Le opportunità e i nodi

«Sono misure che colmano alcune lacune che differenziavano il nostro sistema da quelli di Paesi a noi vicini – osserva il direttore generale della Camera arbitrale di Milano, Stefano Azzali –, portando l’Italia a diventare una realtà “arbitration friendly”. Ciò può avere effetti economici interessanti in termini di attrazione degli investimenti esteri, perché si rende il nostro Paese una sede più appetibile per le procedure arbitrali, che offrono agli stranieri la possibilità di non rivolgersi alla giustizia ordinaria. Noi ci aspettiamo un aumento degli arbitrati internazionali, che alla Cam oggi rappresentano circa il 20% del totale e anche di quelli nazionali».

«La riforma aumenta la possibilità che l’Italia sia scelta come sede degli arbitrati internazionali, anche perché oggi le imprese italiane sono tra i principali utilizzatori dell’arbitrato all’estero», incalza Silvio Martuccelli, partner di Chiomenti. Lo provano le statistiche dell’International Court of Arbitration di Parigi, dove, nel 2021, l’Italia era al decimo posto nella classifica per origine delle parti. «L’arbitrato – aggiunge Giacomo Rojas Elgueta, of counsel di Chiomenti – esce rafforzato dalla riforma. Il prossimo passo potrebbe essere rappresentato da una riduzione dell’imposta di registro sui lodi e da altri incentivi fiscali».

Si occupa prevalentemente di arbitrati internazionali la European Court of Arbitration di Strasburgo, presieduta da Mauro Rubino Sammartano: «L’arbitrato oggi è scelto dalle grandi imprese, internazionali e italiane, e da alcune aziende di media dimensione. Per diffonderlo maggiormente occorre creare una cultura dell’arbitrato e sfatare la sua visione come una clinica di lusso: ciò è possibile solo sul lungo periodo. Sulla procedura, la riforma avrebbe potuto fare di più e introdurre ad esempio un grado arbitrale d’appello, che già esiste all’estero e che è previsto nel regolamento della Corte arbitrale europea. E poi bisogna ridurre i costi e le durate: noi l’abbiamo fatto prevedendo in primo grado un solo arbitro, a meno che le parti non chiedano un collegio di tre, che deve decidere entro un anno».

Proprio per contenere i costi e accelerare i tempi, dal 2020 la Camera arbitrale di Milano ha introdotto l’arbitrato semplificato, affidato a un solo arbitro e che in media si conclude in sei mesi (contro i 13 mesi di media degli arbitrati presso la Cam). Si applica ai procedimenti fino a 250mila euro o senza limite di valore se le parti lo chiedono. Nel 2022 è stato usato in 22 casi. Ad esempio, le tariffe massime per un arbitrato semplificato in Cam fino a 100mila euro arrivano a 4.700 euro (cifra da dividere fra le parti).

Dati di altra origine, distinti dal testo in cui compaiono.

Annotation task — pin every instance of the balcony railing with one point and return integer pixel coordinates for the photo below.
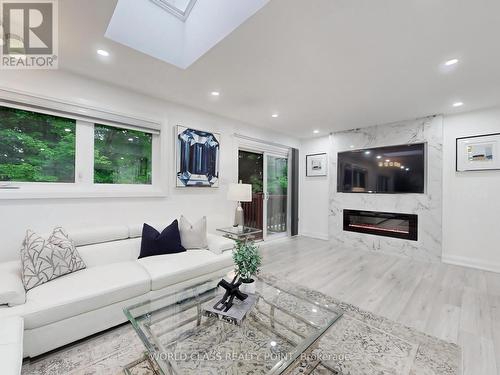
(276, 212)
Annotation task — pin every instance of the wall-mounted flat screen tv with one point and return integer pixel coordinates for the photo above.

Il nodo dei costi frena gli arbitrati anche secondo Riccardo Troiano, co-fondatore di Alma Società tra Avvocati: «Le imprese tendono a preferire la magistratura specializzata, che non costa, è competente e può avere tempi non significativamente più elevati dell’arbitrato». Né, secondo Troiano, farà decollare gli arbitrati la possibilità di dare agli arbitri poteri cautelari: «La reclamabilità di fronte al giudice ordinario, prevista dalla legge, potrebbe scoraggiarne la richiesta».